3. L’opération Wuambushu
« Restaurer la paix républicaine.» Il semble que l’objectif de Gérald Darmanin ait été parfaitement accompli. Après trois semaines de démêlés judiciaires pour expulser les immigrés de Mayotte vers les Comores, les bulldozers ont pu joyeusement s’activer pour broyer les bangas (habitations précaires), avec le soutien de 1 800 policiers et gendarmes, bravant fièrement la solide et dangereuse opposition de la population locale. Une opération tranquille, portée par un dessein plus que louable, la lutte contre l’habitat indigne. Le ministre de l’Intérieur a peut-être seulement oublié de penser que cela ne passait pas par la destruction des logements… Sinon, il n’y en a plus.
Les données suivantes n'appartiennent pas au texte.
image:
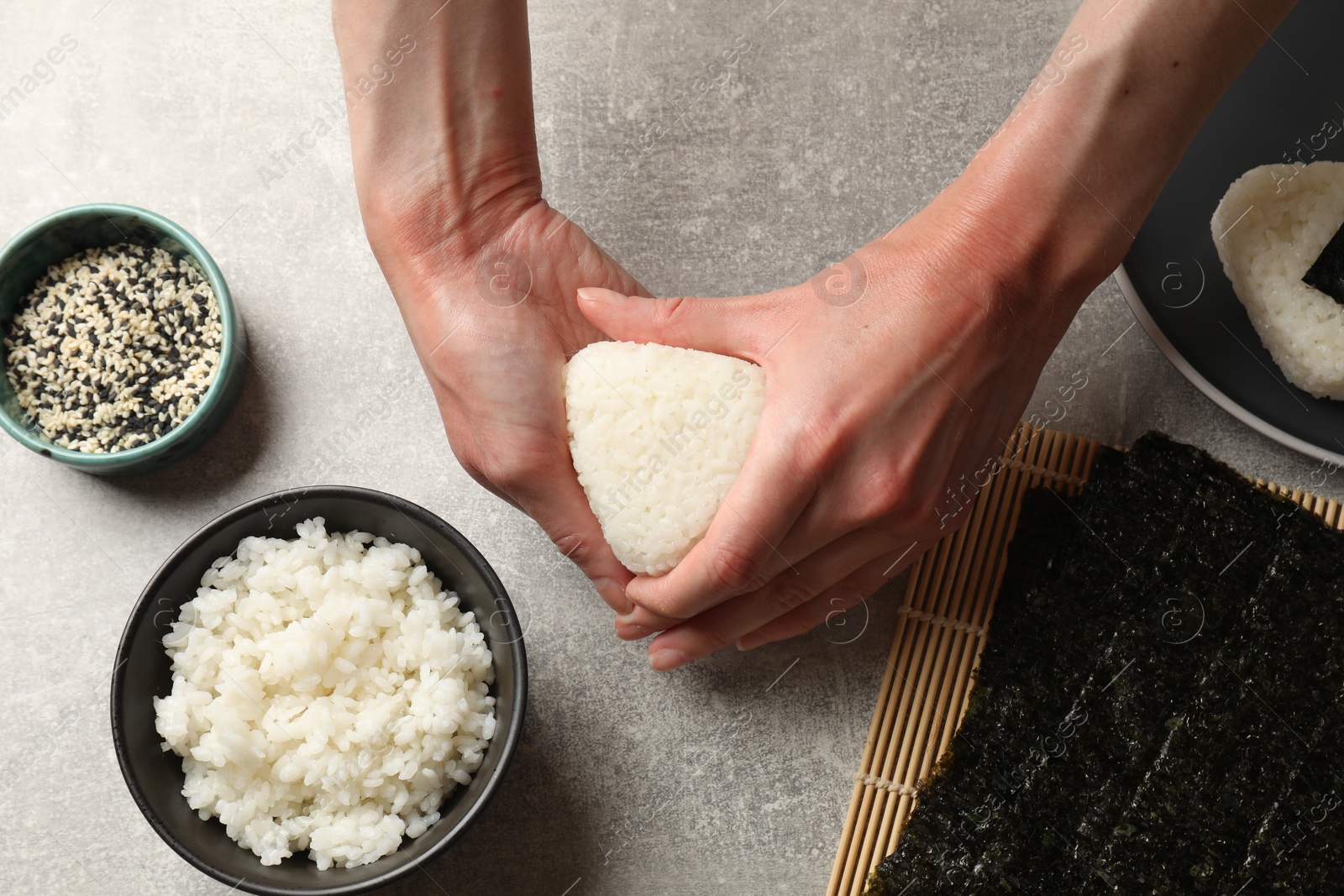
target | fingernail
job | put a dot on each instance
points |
(598, 295)
(613, 594)
(667, 660)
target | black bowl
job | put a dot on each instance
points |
(155, 777)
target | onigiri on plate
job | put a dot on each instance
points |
(1270, 230)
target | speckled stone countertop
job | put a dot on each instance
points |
(729, 777)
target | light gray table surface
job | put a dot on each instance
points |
(729, 777)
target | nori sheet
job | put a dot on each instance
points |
(1327, 271)
(1158, 707)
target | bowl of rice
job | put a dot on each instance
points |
(318, 692)
(120, 347)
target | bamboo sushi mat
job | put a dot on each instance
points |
(940, 633)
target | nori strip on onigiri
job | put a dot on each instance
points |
(1158, 705)
(1327, 271)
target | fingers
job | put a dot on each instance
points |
(732, 620)
(734, 327)
(847, 593)
(757, 513)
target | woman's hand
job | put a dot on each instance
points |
(889, 378)
(492, 331)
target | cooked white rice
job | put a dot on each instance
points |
(658, 436)
(327, 694)
(1269, 230)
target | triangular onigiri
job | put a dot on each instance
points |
(658, 436)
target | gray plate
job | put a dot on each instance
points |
(1173, 275)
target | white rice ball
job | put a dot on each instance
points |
(658, 436)
(327, 694)
(1269, 230)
2. Dissoudre les Soulèvements de la Terre
Mercredi 21 juin, le conseil des ministres a acté la dissolution du mouvement écologiste qui revendique plus de 140 000 soutiens et 150 comités locaux. Leur tort ? Avoir, à l’occasion de nombreuses mobilisations, fâché agro-industriels et multinationales qui bétonnent les terres et s’accaparent les ressources en eau du pays. Depuis l’organisation fin novembre d’une première manifestation d’ampleur contre les mégabassines à Sainte-Soline, Gérald Darmanin rêve de la disparition du collectif « écoterroriste ». Grâce à la force de conviction de la FNSEA, c’est désormais chose faite.
1. La mort de Nahel
Passage François-Arago, Nanterre, Hauts-de-Seine, mardi 27 juin au matin. Une Mercedes jaune est à l’arrêt. Sur sa gauche, côté conducteur, deux policiers motards. On assiste, visiblement, à un contrôle routier. Les deux policiers ont leur pistolet dégainé. La voiture commence à avancer, légèrement. Un des deux policiers tire. Une seule balle, à bout portant, en plein cœur. Il se situait alors sur la gauche du véhicule. Le jeune conducteur, Nahel, un mineur de 17 ans, meurt sur le coup, sa voiture allant s’encastrer dans un poteau quelques mètres plus loin. Une version que l’on connaît aujourd’hui grâce à une vidéo amateure. Avant ça, les médias avaient déjà déroulé le tapis rouge à la version préfectorale faisant de Nahel un grand délinquant ayant voulu tuer des policiers. Une énième preuve d’un racisme ambiant qui, depuis, ne cesse de croître dans les discours politiques. Notamment en Macronie. De quoi donner la rage. Et la nausée. Pas de s’apaiser.